Primark’s sustainable cotton program has seen transformative results in water usage, agrochemical use, yield and average profit; for example, average farmer profit increased by 200% which is very socially sustainable given that primary producers are often neglected within supply chains as key stakeholders. Farmers are trained by CottonConnect in the most appropriate farming techniques for their land, from seed selection to harvest. This includes seed sowing, water and pesticide use, cotton picking, fibre quality, grading and storage. Whilst it is evident that Primark are scrupulous in their attempts to integrate sustainable farming methods into their supply chain, this must be replicated on a much larger scale to have a meaningful impact on sustainable futures, given the number of products that they roll out each year.

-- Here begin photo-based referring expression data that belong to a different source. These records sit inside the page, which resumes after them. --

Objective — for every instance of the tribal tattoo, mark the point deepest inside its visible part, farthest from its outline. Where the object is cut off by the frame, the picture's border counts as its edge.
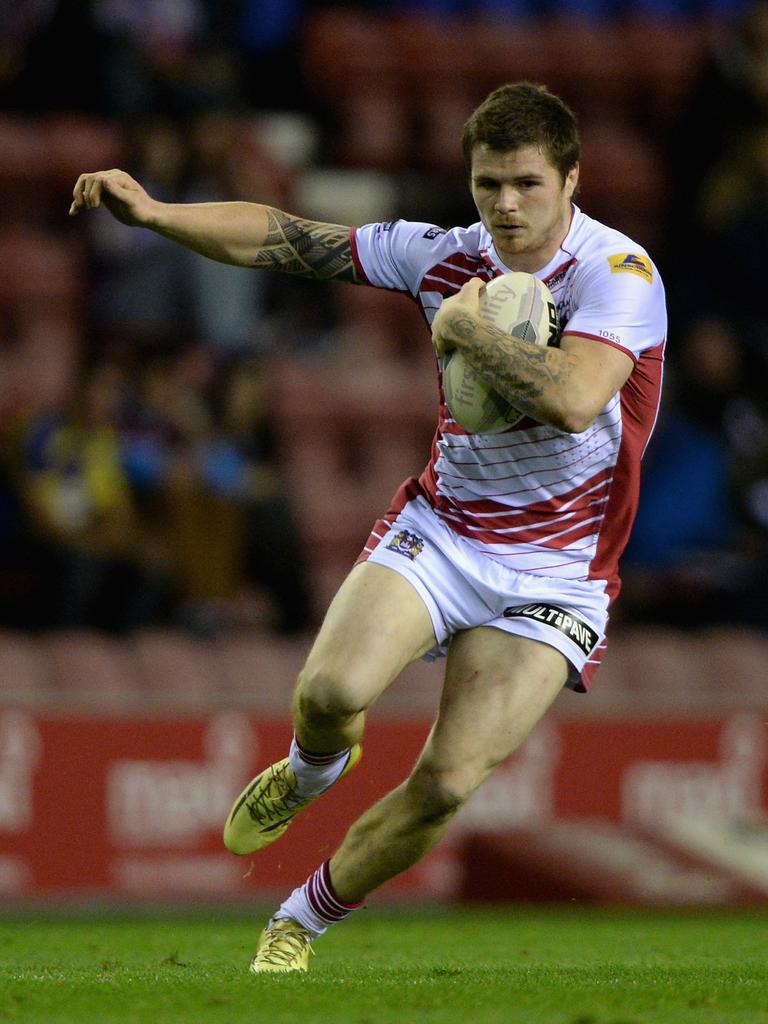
(306, 248)
(521, 372)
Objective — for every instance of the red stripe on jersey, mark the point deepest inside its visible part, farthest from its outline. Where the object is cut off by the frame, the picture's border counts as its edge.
(482, 506)
(407, 492)
(453, 272)
(560, 270)
(355, 256)
(558, 534)
(640, 397)
(603, 341)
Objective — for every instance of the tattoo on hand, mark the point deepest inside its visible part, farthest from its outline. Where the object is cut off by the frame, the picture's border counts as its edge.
(521, 372)
(306, 248)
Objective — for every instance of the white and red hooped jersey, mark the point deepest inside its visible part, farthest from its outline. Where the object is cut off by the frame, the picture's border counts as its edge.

Additionally, whilst they have paid close(r) attention to their primary producers, they have not addressed all stages of their supply chain in such great detail; for example, despite attempts at environmental consciousness in the manufacturing process such as through the Greenpeace Detox Commitment and the Zero Discharge of Hazardous Chemicals Roadmap, dyes and chemicals used by Primark still decrease environmental health in low- to middle-income countries like Indonesia by polluting the natural environment. It is not enough to use non-carcinogenic chemicals in products; it is Primark’s responsibility to fully minimise their impact on the environment, which involves using less dye altogether and controlling waste from factories (i.e. increasing circularity). Therefore, Primark has a long way to go in order to achieve sustainability across its entire manufacturing process. 

Who makes it:


Primark has an extensive Code of Conduct when it comes to environmental sustainability which attempts to manage the entire supply chain through performance improvement initiatives such as the Sustainable Apparel Coalition which
Primark claims that they are committed to transparency by publishing a Global Sourcing Map in 2018, which represents 95% of products sold by Primark, which given the size of the corporation and its global reach is impressive.

In terms of Primark’s indirect impacts on the environment, these are acknowledged by the Energy Management System which covers stores, offices and distribution centres. Over the next year, energy consumption is expected to be reduced by approximately 60%.